Department of Medical Oncology, Oncologisch Centrum, Universitair Ziekenhuis Brussel, Vrije Universiteit Brussel, Brussels, Belgium.
Department of General Medical Oncology, University Hospitals Leuven, Leuven, Belgium; Department of Geriatric Medicine, University Hospitals Leuven, Leuven, Belgium; Department of Public Health and Primary Care, Academic Centre for Nursing and Midwifery, KU Leuven - University of Leuven, Leuven, Belgium.
J Geriatr Oncol. 2022 Nov;13(8):1162-1171. doi: 10.1016/j.jgo.2022.08.019. Epub 2022 Sep 7.
Functional status (FS) and frailty are significant concerns for older adults, especially those with cancer. Data on FS (Activities of Daily Living [ADL]; Instrumental Activities of Daily Living [IADL]) and its evolution during cancer treatment in older patients and a frailty risk profile are scarce. Therefore, this study examines FS and its evolution in older patients with cancer and a frailty risk profile and investigates characteristics associated with functional decline.
This secondary data-analysis, focusing on FS, uses data from a large prospective multicenter observational cohort study. Patients ≥70 years with a solid tumor and a frailty risk profile based on the G8 screening tool (score ≤ 14) were included. A geriatric assessment was performed including evaluation of FS based on ADL and IADL. At approximately three months of follow-up, FS was reassessed. Univariable and multivariable logistic regression analyses were used to identify predictive factors for functional decline in ADL and IADL.
Data on ADL and IADL were available at baseline and follow-up in 3388 patients. At baseline 1886 (55.7%) patients were dependent for ADL, whereas 2085 (61.5%) patients were dependent at follow-up. Functional decline was observed in 23.6% of patients. For IADL 2218 (65.5%) patients were dependent for IADL, whereas 2591 (76.5%) patients were dependent at follow-up. Functional decline in IADL was observed in 41.0% of patients. In multivariable analysis, disease stage III or IV, comorbidities, falls history in the past twelve months, and FS measured by IADL were predictive factors for functional decline in both ADL and IADL. Other predictive factors for functional decline in ADL were polypharmacy, Eastern Cooperative Oncology Group-Performance Status (ECOG-PS) score 2-4, and cognitive impairment, and for functional decline in IADL were female sex, fatigue, and risk for depression.
Functional impairments are frequent in older persons with cancer and a frailty risk profile, and several characteristics are identified that are significantly associated with functional decline. Therefore, FS is an essential part of the geriatric assessment which should be standard of care for this patient population. Next step is to proceed with directed interventions with the aim to limit the risk of functional decline as much as possible.

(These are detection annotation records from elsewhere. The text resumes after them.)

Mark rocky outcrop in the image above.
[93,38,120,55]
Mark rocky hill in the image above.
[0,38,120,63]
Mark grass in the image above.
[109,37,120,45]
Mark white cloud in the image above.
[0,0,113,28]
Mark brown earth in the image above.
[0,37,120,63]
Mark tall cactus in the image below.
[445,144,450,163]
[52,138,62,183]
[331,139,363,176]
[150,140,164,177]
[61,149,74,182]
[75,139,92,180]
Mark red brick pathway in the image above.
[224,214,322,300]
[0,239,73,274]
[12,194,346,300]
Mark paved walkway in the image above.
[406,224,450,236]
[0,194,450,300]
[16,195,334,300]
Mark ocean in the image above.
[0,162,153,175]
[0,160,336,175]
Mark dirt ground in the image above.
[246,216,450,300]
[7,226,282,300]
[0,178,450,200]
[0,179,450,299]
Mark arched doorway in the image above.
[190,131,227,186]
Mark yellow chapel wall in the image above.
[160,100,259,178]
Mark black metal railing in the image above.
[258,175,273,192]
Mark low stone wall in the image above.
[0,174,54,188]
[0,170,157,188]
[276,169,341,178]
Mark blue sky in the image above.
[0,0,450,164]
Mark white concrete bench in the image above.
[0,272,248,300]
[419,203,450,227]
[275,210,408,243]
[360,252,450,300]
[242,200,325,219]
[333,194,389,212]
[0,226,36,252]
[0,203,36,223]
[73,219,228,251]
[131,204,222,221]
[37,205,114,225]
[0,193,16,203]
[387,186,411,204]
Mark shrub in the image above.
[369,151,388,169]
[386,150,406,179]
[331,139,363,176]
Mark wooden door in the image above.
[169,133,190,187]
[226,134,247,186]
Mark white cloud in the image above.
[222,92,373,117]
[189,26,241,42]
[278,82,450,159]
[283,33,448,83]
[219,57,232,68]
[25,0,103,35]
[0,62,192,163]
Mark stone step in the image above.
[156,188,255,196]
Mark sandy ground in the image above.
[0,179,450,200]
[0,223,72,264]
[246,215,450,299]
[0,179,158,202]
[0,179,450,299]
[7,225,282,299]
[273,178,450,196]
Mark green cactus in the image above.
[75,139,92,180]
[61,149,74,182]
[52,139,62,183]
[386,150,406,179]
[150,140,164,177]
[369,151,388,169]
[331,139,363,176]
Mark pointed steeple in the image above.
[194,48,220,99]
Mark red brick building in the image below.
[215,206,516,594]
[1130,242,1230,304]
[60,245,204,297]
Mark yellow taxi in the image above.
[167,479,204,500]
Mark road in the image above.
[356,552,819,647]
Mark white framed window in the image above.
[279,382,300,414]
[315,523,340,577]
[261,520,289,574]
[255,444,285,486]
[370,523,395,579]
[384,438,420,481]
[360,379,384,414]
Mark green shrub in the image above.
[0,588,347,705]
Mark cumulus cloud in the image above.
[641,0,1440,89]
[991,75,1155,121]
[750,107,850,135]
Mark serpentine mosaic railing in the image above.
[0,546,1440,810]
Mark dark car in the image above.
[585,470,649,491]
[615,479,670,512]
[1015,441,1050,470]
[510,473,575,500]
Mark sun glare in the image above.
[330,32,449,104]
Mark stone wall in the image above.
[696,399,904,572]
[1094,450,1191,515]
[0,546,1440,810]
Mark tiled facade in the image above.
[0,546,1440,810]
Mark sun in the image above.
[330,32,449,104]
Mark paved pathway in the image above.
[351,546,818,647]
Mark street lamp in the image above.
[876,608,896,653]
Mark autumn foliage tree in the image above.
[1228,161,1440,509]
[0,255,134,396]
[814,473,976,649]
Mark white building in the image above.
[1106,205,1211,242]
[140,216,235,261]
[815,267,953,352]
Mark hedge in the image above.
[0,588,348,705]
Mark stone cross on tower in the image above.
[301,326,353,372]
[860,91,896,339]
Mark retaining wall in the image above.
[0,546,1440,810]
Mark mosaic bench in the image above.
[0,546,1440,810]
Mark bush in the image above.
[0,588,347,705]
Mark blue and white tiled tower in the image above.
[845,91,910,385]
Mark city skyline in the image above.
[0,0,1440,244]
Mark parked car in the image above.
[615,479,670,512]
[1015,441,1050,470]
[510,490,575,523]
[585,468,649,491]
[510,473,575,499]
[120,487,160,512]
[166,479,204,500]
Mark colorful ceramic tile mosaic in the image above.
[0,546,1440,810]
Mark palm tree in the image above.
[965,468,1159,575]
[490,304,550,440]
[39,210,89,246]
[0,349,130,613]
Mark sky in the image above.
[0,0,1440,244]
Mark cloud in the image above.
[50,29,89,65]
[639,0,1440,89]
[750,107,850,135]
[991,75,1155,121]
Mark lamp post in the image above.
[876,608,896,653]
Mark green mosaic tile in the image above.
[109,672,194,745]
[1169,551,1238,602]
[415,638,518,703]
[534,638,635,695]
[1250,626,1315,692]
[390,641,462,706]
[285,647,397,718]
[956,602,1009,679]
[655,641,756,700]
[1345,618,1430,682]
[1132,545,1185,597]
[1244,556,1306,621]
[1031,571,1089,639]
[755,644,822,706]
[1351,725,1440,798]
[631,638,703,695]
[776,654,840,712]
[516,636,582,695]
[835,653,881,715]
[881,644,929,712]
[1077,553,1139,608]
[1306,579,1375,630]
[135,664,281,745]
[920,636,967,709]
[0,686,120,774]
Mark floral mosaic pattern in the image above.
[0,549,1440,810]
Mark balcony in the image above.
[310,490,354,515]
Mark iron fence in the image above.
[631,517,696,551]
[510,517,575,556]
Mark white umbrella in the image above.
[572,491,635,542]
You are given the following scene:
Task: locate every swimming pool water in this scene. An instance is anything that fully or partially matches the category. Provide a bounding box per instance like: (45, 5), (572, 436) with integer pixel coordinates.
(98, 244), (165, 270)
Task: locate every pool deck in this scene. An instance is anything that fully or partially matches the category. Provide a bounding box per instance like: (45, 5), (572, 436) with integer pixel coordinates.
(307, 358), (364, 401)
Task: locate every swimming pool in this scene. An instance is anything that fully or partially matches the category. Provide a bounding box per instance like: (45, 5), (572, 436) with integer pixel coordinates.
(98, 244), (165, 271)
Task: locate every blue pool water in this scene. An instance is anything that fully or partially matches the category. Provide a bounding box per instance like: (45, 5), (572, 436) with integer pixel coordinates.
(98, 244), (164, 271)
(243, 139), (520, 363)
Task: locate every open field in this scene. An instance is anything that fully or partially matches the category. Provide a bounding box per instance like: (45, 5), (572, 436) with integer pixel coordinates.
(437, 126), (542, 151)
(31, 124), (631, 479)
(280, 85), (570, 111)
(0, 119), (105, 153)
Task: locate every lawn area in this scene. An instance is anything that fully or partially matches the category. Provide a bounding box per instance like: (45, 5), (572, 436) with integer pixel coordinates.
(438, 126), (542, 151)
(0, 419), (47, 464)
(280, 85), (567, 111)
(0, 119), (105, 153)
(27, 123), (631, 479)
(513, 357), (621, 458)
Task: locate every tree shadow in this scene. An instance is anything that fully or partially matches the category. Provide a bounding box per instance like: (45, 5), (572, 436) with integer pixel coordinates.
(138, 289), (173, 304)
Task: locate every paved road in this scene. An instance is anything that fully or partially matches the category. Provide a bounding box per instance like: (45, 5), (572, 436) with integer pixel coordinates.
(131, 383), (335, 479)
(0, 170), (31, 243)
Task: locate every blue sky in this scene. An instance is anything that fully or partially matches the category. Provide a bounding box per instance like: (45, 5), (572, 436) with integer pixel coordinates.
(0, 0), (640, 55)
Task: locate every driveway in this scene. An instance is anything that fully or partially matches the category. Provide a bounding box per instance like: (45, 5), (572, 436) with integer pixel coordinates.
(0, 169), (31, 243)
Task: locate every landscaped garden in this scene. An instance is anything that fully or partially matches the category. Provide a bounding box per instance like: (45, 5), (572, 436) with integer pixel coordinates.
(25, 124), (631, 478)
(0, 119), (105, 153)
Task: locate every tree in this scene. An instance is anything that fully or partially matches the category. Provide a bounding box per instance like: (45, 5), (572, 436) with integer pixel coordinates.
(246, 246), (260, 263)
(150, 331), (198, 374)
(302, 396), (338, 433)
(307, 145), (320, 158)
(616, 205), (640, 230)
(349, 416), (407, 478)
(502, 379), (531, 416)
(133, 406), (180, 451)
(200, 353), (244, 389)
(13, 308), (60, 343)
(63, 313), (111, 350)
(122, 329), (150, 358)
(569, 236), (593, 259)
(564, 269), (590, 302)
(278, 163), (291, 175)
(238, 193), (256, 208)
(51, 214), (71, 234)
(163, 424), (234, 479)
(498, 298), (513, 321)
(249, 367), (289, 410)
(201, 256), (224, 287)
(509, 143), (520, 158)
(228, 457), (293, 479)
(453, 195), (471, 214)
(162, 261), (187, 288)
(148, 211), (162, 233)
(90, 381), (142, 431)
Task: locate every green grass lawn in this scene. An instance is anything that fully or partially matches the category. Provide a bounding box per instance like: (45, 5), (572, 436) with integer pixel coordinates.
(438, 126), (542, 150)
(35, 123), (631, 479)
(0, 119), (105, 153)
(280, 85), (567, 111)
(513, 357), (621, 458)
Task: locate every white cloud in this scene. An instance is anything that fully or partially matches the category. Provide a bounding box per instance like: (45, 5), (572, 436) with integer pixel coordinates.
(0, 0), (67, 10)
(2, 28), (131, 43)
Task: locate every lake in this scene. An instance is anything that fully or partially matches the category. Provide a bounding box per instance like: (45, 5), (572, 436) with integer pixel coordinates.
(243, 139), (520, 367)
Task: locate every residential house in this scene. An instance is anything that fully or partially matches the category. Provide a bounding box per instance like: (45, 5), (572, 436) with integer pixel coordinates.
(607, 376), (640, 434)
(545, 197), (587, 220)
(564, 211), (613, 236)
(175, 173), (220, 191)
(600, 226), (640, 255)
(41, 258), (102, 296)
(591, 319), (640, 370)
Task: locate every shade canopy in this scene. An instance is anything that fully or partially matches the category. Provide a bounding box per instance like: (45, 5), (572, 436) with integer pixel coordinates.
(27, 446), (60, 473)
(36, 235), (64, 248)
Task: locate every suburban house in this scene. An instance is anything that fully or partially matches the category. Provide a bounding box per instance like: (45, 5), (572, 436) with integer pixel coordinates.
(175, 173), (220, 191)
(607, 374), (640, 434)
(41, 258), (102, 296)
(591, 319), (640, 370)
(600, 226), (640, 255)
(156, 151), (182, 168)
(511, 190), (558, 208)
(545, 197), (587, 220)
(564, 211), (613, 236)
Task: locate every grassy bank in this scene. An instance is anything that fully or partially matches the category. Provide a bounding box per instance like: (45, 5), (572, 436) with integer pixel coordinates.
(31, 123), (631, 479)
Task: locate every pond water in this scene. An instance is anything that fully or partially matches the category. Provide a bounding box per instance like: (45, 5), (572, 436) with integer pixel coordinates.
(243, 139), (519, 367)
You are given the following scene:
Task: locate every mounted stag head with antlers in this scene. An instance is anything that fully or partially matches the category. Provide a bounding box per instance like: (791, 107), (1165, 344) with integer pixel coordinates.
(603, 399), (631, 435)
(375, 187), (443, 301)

功能状态(FS)和虚弱是老年人的重要关注点,尤其是患有癌症的老年人。有关老年人在癌症治疗期间 FS(日常生活活动[ADL];工具性日常生活活动[IADL])及其演变的数据以及脆弱风险概况的数据很少。因此,本研究检查了具有脆弱风险概况的老年癌症患者的 FS 及其演变,并调查了与功能下降相关的特征。
这是一项使用大型前瞻性多中心观察队列研究数据的 FS 二次数据分析。纳入了≥ 70 岁、有实体瘤和基于 G8 筛查工具(评分≤14)的脆弱风险概况的患者。进行了老年评估,包括基于 ADL 和 IADL 的 FS 评估。大约三个月的随访后,重新评估 FS。使用单变量和多变量逻辑回归分析来确定 ADL 和 IADL 功能下降的预测因素。
3388 名患者在基线和随访时提供了 ADL 和 IADL 的数据。基线时,1886 名(55.7%)患者 ADL 依赖,而 2085 名(61.5%)患者在随访时 ADL 依赖。观察到 23.6%的患者功能下降。对于 IADL,2218 名(65.5%)患者 IADL 依赖,而 2591 名(76.5%)患者在随访时 IADL 依赖。观察到 41.0%的患者 IADL 功能下降。多变量分析显示,疾病分期 III 或 IV、合并症、过去 12 个月内的跌倒史以及 IADL 测量的 FS 是 ADL 和 IADL 功能下降的预测因素。ADL 功能下降的其他预测因素包括多药治疗、东部合作肿瘤学组表现状态(ECOG-PS)评分 2-4 和认知障碍,IADL 功能下降的其他预测因素包括女性、疲劳和抑郁风险。
功能障碍在具有脆弱风险概况的老年癌症患者中很常见,并且确定了一些与功能下降显著相关的特征。因此,FS 是老年评估的重要组成部分,应成为该患者人群的护理标准。下一步是进行有针对性的干预,以尽可能降低功能下降的风险。